Vigie, juillet 2013

 

 

 

LITANIE ESTIVALE

 

 

Voilà. Plus rien à faire. Me voici seul sur la terrasse — cette terrasse que j’arpentais naguère, par une après-midi anxieuse de janvier, tentant tant bien que mal (tan tan tan) de déchiffrer les signes du futur afin de savoir si, oui ou non, cette maison qui allait devenir nôtre pourrait être le refuge un peu moins provisoire que les précédents auquel j’aspirais.

Me voici seul, et n’ayant rien d’autre à faire que de m’abandonner à la liberté d’être là. Lire. Écrire. Boire du thé. Guetter les variations du vent, de la lumière, de l’été (il y a un instant l’air était étouffant, mais le vent s’est levé et l’orage n’est pas loin, on entend déjà gronder le tonnerre — c’est peut-être seulement un avion — et le bruissement des bouleaux couvre presque la basse continue des insectes des champs). 

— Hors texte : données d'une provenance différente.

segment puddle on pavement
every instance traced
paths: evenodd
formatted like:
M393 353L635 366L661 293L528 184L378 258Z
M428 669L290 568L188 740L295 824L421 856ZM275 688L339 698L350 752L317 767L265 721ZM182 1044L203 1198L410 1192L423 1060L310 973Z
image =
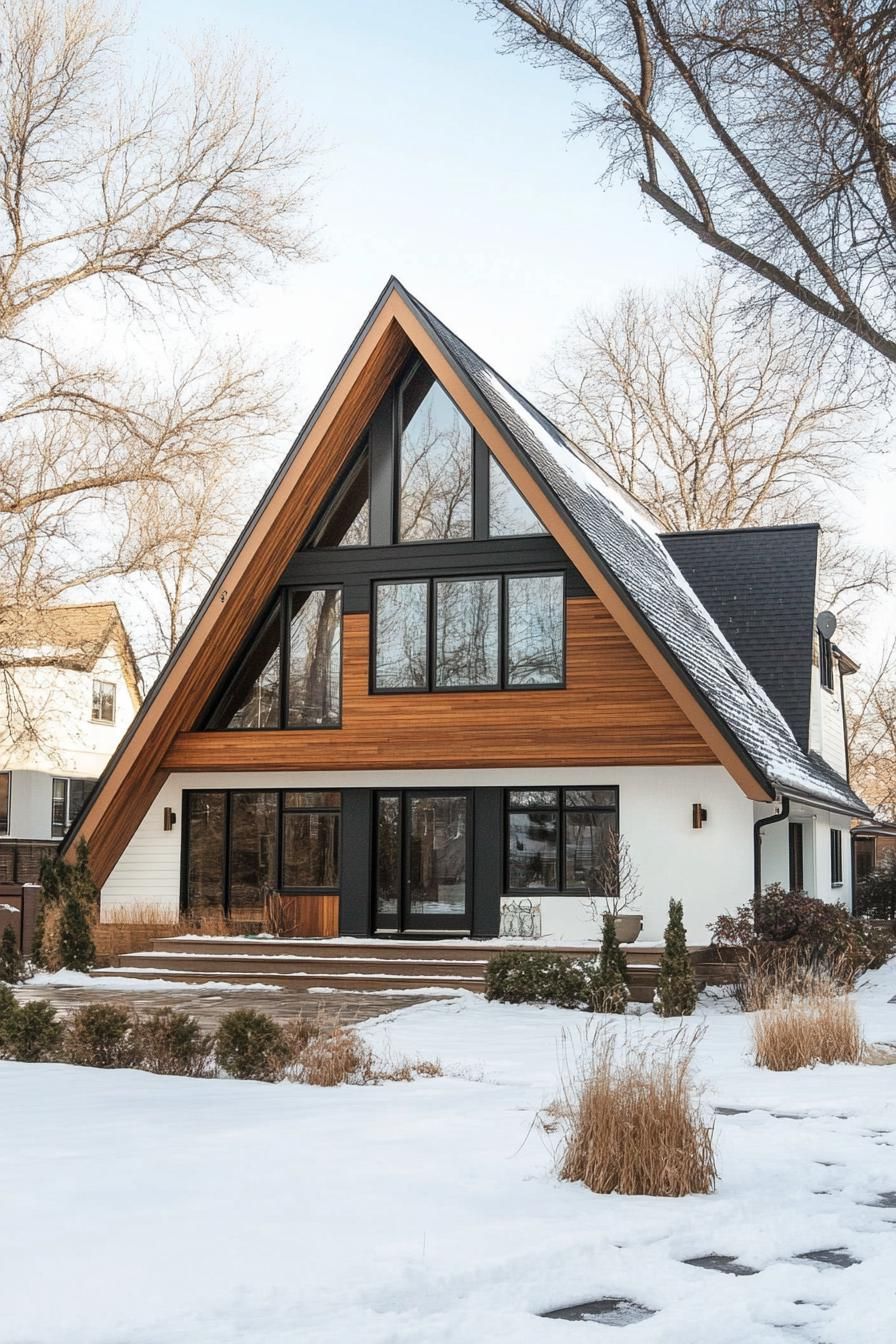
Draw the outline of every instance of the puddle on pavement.
M758 1274L758 1269L753 1269L750 1265L742 1265L734 1255L696 1255L692 1260L685 1260L686 1265L693 1265L695 1269L714 1269L719 1274Z
M813 1265L833 1265L835 1269L849 1269L850 1265L859 1264L855 1256L850 1255L842 1246L823 1251L804 1251L802 1255L794 1256L794 1259L806 1260Z
M557 1311L543 1311L548 1321L592 1321L596 1325L637 1325L655 1315L648 1307L631 1302L626 1297L599 1297L594 1302L583 1302L578 1307L561 1307Z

J’écris pour la première fois une lettre à Léo (même si plusieurs textes des livres lui étaient adressés). Devant moi sur la table, outre le bol de thé noir, j’ai placé le roman de Chardonne Vivre à Madère, que je peine à lire, et le gros volume de Jean-Claude Mathieu Écrire, inscrire. Celui-là, il a suffi que j’en lise les quelques lignes de la quatrième de couverture pour aussitôt le vouloir. (Peut-être pourrait-il nourrir le projet intitulé à ce jour Passez par les grottes !, qui tourne autour de la notion de traces autant que de l’expérience des grottes.)

Première goutte.

Premiers coups de canon.

On se replie aussitôt. Le ciel s’obscurcit. Litanie des orages d’été. La chienne se blottit contre moi, paniquée par la foudre qui s’abat avec fracas en contrebas. Puis la grêle crépite sur la terrasse, les fenêtres que j’avais soigneusement nettoyées sont fouettées à leur tour, et c’est une fois encore cette sensation d’un bateau en partance.